Quote from: Phoenix on May 13, 2006, 01:38:10 PM
Same CPU and OS as Ghirai, but very different results for filecmp_nobuffering versions?

I suspect the no-buffering versions are being strongly affected by hard disk performance, and the buffered versions strongly affected by CPU/memory performance. My system has a relatively fast hard disk (a Western Digital JB model with an 8MB cache), and a relatively slow CPU and memory (a 500MHz P3 and SDR, single channel, 133MHz SDRAM), so as a result the heap buffer and no-buffering versions have similar run times.

filecmp_heapbuffers: 5554ms
filecmp_filemapping: 3290ms

59.2%

filecmp_nobuffering: 5326ms

filecmp_nobuffering_async: 5231ms


Compared to my system, these newer systems have much higher CPU/memory performance, but may or may not have higher hard disk performance. Perhaps Ghirai's system has a relatively slow hard disk.

Testing on my system I was somewhat disappointed that the file mapping version was less than twice as fast as the conventional version. I was expecting 3-4 times faster, as it is for the newer/faster systems.

eschew obfuscation

Ian_B

#14
Michael

I'd note a few things briefly from looking at your code. First, the no-buffering version doesn't actually compare ALL the files, you truncate rather than over-running the end to the next sector boundary, so it's not actually doing the same thing as the other two procs. Second, you've hard-coded the sector multiple as 512, which may or may not be an appropriate number fudge. The correct way to find it, as I'm sure you know, is on an individual disk basis using GetDiskFreeSpace (it's the second returned parameter, Bytes Per Sector).

The third thing is that you are also comparing, rightly or wrongly, the varying speeds of allocating the memory, which has been thrashed over before. By using VirtualAlloc you are always going to get a slower result than using the heap functions, surely? It's hardly a fair comparison therefore. I realise this was part of the point of your test, though, to find the speed of the routine when using a heap memory allocation.

For what it's worth, in my app I isolated the memory allocation from the I/O. Because I am writing apps that assume they will do a lot of I/O tasks, I don't cripple them by allocating buffer memory on an as-needed basis every time.
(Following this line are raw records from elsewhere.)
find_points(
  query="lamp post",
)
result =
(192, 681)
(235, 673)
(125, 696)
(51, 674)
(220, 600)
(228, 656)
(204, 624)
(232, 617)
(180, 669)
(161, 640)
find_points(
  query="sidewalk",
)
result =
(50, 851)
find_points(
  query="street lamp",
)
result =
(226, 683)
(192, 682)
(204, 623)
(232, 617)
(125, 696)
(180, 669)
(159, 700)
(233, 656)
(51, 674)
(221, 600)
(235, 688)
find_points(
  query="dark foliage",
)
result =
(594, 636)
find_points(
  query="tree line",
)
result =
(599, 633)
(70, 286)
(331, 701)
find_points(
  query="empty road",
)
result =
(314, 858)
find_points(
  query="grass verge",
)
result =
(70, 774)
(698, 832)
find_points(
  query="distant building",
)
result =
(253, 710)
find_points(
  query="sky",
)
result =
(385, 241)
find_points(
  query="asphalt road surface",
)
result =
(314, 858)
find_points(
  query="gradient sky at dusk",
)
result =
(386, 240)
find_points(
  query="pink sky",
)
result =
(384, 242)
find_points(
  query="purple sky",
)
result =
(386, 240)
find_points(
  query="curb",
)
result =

I make a 2Mb fixed buffer (generally used as a 1Mb read and a 1Mb write buffer) with VirtualAlloc on startup and reuse that. It's guaranteed sector-multiple-sized and only needs creating once, and I always know where it is.  :P  That is probably why my app speeded up the no-buffering I/O compared to the filemapping functions which must surely do their own allocation "under the hood".

I should, therefore, probably qualify my prevous comment by saying my experience shows that if you already have an appropriately aligned buffer you can use, the no-buffering I/O should be faster from an end-user POV. Making a single buffer once on startup for reuse is a better real-world optimisation for the entire app, looking at it from a wider perspective than this macro-oriented local usage. The extra time taken for memory allocation is also subsumed into startup time where the end user won't "notice" it as much as when it's part of a work procedure.

Ian_B